Una vez retirados, Inés madre se apuntó a pilates y también iba al cine. Él, pintaba y salía a dar paseos por El Retiro. Eran inmensamente felices. Se partían de risa con las ocurrencias del otro. Preguntados por el secreto, Pepe explicaba: “Es que los dos tenemos muy buen carácter. Y eso que cuando trabajábamos estábamos casi 24 horas al día juntos. A veces discutíamos y podíamos mandarnos mentalmente a la mierda, pero luego Inés me preguntaba ¿Quieres cenar, mi vida? Y ya estaba todo olvidado”. Y luego Inés añadía: “Pepe es la leche. La clave es la tolerancia y no dar importancia a las cosas. Y respetar los gustos del otro. Si él quiere pintar, yo me voy al cine. Y tan a gusto. Y ojo, que casi nunca estamos de acuerdo. Debatimos mucho. Pero somos felices. ¿Y qué cosa es la felicidad? Tener paz y tener suerte con la familia.
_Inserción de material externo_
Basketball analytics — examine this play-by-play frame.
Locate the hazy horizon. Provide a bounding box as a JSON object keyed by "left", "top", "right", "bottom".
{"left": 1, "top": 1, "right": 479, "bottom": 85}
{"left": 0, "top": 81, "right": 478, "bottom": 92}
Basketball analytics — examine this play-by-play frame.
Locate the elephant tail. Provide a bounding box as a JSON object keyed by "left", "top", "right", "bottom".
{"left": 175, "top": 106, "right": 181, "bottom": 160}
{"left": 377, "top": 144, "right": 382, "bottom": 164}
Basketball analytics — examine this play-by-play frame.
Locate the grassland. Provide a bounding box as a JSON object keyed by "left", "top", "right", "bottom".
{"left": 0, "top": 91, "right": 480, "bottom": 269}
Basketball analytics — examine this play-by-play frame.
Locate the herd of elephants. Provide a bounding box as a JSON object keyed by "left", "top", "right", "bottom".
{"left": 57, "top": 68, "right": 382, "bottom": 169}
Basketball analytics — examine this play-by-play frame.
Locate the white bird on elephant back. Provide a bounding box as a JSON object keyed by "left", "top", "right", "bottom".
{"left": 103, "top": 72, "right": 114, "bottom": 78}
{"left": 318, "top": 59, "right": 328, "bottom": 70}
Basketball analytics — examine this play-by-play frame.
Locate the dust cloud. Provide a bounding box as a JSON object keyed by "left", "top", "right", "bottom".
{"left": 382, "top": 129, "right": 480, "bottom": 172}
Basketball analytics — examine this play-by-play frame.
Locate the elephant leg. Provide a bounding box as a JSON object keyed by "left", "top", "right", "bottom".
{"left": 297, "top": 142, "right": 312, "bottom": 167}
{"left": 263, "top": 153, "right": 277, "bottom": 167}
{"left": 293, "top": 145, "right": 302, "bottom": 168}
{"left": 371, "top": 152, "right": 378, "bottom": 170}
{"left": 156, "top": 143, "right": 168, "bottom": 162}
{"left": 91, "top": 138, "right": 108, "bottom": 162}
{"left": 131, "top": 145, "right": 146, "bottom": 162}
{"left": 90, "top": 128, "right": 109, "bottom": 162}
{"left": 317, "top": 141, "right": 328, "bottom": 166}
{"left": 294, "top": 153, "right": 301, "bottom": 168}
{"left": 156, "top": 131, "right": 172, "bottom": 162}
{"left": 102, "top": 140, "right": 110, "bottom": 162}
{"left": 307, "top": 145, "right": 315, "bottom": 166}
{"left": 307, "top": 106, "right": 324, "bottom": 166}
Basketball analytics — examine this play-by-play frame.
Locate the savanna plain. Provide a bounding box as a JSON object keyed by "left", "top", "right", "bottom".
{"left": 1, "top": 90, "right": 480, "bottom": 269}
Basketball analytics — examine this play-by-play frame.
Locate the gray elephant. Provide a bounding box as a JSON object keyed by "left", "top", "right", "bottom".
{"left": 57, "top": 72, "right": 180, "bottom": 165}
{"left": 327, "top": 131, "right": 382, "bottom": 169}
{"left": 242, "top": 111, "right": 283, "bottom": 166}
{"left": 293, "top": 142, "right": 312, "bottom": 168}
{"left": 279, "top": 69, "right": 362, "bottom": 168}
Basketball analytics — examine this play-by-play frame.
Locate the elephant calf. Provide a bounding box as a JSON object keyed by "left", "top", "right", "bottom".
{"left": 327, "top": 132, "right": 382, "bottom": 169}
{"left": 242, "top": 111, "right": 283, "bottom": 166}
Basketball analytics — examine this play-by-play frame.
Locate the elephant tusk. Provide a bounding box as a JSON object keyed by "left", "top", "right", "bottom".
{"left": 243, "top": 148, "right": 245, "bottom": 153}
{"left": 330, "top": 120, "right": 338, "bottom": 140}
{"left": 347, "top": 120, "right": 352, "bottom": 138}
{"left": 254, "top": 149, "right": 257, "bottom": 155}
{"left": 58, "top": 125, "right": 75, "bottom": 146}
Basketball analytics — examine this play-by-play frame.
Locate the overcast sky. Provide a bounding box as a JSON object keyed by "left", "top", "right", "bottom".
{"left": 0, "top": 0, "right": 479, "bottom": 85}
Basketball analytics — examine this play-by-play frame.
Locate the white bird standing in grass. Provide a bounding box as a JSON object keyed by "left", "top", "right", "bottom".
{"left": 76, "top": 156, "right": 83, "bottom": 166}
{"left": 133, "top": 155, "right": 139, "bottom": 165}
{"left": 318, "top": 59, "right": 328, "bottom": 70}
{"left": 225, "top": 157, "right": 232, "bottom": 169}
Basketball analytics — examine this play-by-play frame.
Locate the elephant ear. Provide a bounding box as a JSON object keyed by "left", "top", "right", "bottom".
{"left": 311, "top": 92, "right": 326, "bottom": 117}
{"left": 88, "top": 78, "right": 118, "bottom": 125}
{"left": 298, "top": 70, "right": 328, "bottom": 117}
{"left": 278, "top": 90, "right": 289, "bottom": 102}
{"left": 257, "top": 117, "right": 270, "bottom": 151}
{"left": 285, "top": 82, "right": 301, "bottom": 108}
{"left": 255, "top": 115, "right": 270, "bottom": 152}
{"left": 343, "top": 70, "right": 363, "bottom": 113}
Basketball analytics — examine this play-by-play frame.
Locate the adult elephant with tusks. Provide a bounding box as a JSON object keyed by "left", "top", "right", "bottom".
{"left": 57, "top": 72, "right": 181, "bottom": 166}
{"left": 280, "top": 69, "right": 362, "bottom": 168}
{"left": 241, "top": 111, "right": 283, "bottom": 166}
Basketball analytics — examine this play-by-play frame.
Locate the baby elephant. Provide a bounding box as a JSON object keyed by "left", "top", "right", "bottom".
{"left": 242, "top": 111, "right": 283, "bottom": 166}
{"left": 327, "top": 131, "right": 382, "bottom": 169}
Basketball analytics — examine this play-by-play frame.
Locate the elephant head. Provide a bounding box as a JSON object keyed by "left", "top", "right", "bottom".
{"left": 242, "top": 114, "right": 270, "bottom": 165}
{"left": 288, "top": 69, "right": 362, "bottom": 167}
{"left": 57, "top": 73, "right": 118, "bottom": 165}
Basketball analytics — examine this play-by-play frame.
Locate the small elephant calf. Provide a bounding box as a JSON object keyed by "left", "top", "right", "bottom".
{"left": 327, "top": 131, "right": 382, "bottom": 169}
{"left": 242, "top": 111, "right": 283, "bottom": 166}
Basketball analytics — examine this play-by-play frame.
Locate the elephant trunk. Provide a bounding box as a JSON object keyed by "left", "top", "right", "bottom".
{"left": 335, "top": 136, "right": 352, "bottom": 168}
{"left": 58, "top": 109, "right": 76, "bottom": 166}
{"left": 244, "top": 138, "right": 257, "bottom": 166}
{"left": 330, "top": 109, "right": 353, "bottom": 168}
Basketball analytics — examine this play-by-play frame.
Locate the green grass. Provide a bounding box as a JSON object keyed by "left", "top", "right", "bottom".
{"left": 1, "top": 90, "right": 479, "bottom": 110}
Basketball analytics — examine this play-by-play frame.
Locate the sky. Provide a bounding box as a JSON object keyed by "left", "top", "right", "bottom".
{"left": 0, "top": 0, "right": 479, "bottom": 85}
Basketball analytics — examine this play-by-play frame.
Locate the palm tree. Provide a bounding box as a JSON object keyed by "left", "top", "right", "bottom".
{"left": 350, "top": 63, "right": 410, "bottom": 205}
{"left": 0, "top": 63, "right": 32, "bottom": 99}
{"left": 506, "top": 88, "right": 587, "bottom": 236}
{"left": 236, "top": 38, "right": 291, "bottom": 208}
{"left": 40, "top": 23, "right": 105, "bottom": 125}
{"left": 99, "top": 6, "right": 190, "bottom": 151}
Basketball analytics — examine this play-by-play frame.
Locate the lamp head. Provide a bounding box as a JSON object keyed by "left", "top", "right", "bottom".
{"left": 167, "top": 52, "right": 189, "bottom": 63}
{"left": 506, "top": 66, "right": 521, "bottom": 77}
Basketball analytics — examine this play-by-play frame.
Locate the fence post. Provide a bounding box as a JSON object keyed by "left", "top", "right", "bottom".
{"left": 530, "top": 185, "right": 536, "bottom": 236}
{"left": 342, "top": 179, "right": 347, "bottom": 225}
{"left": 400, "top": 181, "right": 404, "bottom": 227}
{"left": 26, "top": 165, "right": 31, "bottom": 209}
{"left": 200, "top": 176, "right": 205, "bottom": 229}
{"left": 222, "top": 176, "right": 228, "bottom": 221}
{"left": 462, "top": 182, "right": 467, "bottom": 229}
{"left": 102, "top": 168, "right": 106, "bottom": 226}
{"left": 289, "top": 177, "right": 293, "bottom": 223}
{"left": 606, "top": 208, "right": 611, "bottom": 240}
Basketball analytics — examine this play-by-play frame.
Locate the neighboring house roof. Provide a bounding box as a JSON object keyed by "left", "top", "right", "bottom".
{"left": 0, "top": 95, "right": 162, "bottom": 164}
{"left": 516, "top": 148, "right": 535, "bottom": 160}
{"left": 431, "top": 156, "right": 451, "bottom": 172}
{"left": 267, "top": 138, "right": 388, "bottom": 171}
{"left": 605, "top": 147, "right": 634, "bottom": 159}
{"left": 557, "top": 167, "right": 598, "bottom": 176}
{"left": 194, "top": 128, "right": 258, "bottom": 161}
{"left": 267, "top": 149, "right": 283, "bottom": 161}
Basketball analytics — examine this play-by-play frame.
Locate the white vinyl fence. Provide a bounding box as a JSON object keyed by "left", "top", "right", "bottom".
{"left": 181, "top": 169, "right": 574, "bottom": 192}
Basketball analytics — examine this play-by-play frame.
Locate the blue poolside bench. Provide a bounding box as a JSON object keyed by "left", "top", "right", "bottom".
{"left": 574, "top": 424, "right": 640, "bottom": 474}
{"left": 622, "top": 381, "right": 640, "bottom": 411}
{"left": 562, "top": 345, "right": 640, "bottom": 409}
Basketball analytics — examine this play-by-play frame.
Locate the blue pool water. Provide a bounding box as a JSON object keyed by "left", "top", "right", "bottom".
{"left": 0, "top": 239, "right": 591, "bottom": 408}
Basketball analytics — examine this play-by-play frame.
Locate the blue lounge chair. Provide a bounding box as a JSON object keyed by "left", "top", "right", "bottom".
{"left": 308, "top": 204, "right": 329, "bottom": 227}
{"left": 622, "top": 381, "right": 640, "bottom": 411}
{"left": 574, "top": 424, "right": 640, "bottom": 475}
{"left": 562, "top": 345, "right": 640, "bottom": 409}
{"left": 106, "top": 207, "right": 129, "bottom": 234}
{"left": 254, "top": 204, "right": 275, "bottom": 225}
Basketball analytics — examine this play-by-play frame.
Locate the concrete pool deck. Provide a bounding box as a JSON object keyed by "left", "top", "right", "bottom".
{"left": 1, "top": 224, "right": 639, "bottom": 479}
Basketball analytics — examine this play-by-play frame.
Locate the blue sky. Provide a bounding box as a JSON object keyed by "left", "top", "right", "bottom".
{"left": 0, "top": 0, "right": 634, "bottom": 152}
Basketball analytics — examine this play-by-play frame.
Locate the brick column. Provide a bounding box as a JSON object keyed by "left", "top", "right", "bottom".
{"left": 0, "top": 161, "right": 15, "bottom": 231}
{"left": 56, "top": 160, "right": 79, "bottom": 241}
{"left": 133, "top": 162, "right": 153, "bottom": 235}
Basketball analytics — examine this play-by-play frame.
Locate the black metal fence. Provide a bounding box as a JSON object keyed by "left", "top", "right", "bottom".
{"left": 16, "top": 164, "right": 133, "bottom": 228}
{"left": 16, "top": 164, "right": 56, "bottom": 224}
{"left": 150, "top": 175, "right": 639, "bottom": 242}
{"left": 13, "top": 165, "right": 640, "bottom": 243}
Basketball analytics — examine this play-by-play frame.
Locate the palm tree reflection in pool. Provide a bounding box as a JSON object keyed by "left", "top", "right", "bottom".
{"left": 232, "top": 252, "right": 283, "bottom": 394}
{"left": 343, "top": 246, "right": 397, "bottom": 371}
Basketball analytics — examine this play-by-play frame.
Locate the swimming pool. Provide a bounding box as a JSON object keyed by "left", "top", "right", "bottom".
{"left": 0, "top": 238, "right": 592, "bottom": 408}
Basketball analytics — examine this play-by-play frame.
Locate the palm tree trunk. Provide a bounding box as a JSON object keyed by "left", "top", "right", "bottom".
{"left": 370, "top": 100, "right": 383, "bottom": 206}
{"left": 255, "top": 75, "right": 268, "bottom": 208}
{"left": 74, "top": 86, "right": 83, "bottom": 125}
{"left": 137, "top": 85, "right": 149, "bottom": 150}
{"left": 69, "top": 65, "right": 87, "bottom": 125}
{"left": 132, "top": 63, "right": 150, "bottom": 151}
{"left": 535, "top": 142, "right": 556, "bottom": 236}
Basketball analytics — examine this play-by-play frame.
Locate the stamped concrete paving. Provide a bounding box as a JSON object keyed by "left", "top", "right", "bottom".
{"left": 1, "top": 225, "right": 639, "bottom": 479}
Somos muy felices. Con que una persona sea normal, basta. Y nosotros tenemos una familia repleta de familias normales. Por eso somos felices”.
El 14 de enero, Pepe e Inés ingresaron con covid en el hospital Beata María Ana de Madrid. Compartían habitación. El 19 de enero, Pepe fallecía por una neumonía. Tenía 89 años. El pasado miércoles, ya en casa y tras unas semanas con cuidados paliativos, falleció Inés. Tenía 85 años. Unos días antes, les había preguntado a sus tres hijas: “Papá falleció, ¿no?”. Las cuatro lloraron.
Después, lo llamaba desde la cama: “Pepe, ¿por qué no vienes a buscarme? Pepe, ven ya, ¿a qué esperas?”, decía. Y la historia que los había unido en aquella escalera de La Habana volvió a reunirlos tras 22 días. Nunca habían estado tanto tiempo separados en los 63 años de felicidad que compartieron.